Ruth Upton has many titles. She is an education professor, a wife, a mother and a grandmother to name a few. However, the most inspiring title is cancer survivor.
In the spring semester of 2015, Upton was diagnosed with breast cancer. She started her chemotherapy treatment in the summer, after her spring classes ended. Upton said she would not have been able to teach her classes during chemotherapy treatments because the side effects from chemo were rough.
She received her radiation treatments during the fall semester of 2015. Her appointments were early in the morning, so she could still teach her afternoon classes.
Upton said she is uncertain if facing cancer changed her outlook on life as much as it reinforced the lesson she learned throughout her life: you should live for today and never take anything for granted.
Upton’s husband Frank was a big help. When she got the diagnosis, he said, “We will get through this.” Frank took her to all of her appointments (except two), always stayed positive and cared for both Upton and their household. Upton said, “I don’t think I could have had anyone better to be there with me.
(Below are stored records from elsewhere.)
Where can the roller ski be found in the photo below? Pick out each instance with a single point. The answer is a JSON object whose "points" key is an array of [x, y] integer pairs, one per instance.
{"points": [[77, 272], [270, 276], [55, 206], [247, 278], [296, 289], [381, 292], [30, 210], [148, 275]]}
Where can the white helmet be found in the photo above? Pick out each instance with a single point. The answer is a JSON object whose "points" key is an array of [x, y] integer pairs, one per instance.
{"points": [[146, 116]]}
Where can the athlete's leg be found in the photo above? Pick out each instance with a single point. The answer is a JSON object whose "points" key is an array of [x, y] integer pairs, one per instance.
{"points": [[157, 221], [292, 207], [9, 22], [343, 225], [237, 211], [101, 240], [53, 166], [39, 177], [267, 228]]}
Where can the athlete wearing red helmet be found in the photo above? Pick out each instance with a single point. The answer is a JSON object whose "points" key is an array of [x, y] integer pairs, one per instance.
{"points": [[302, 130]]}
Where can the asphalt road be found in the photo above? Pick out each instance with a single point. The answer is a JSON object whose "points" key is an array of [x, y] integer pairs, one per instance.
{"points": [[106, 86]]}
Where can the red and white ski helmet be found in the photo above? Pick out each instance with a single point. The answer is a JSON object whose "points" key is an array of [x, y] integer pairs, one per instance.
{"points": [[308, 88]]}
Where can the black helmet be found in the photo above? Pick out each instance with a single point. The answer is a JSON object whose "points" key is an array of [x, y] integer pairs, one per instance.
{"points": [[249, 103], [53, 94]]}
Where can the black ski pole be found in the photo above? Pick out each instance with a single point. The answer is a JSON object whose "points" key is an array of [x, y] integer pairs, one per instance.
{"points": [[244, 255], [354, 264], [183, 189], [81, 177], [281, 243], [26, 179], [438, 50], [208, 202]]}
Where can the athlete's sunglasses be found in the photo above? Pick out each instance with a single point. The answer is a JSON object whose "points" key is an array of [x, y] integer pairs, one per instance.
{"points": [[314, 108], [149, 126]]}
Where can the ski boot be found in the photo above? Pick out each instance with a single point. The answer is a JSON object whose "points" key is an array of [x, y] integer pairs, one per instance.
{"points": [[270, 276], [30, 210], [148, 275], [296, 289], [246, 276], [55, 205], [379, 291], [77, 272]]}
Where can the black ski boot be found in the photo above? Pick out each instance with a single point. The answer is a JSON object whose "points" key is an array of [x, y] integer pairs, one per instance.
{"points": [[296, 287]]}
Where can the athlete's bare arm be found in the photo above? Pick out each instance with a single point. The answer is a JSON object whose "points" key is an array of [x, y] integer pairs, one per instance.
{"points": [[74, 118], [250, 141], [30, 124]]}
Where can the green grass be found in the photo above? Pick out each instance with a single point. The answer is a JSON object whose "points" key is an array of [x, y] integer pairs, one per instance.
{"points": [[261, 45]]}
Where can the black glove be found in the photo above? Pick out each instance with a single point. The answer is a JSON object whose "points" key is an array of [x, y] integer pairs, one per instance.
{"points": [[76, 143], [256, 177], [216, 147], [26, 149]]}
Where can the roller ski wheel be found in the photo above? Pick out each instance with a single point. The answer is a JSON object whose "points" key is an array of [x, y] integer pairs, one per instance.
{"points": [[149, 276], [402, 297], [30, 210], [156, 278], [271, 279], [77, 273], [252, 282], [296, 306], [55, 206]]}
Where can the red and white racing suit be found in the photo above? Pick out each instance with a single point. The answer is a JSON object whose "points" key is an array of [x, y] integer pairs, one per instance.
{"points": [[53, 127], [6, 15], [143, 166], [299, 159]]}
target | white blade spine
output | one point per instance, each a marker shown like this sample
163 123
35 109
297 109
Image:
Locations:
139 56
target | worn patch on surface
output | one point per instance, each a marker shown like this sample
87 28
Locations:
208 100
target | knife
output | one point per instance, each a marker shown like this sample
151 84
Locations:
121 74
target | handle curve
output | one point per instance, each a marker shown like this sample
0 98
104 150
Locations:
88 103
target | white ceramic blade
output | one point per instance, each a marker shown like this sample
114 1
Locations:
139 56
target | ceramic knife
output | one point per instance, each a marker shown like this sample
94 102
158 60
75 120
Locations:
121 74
He was always strong.”
She had radiation at the same time as a friend and said that it was nice to have someone there with her who completely understood what was going on. Upton also had support from her students. After her diagnosis, students in her classes helped teach lessons for the remainder of the semester. The students had different assignments and worked together as a team to get things accomplished.
She is much more understanding now of students who have health issues. According to Maslow’s Hierarchy of Needs, the number one human need is to take care of yourself. Ruth said she reminds her students of this often. Upton said, “You can’t take care of your business and get your work done if you don’t take care of yourself first.”
When asked how she managed her daily life tasks, Ruth said, “You just do what you have to do, and help others along the way.”
Upton serves as advisor for PSC Serves You club. The club completes community service projects in Keyser and the surrounding areas. Upton also participates in Relay for Life.
Upton’s advice to anyone with cancer is, “Don’t be devastated by a diagnosis of cancer because it is amazing how far they have come with treatment and making you as comfortable as they can during treatment. The folks who do the care for the patients are amazingly kind and thoughtful folks.”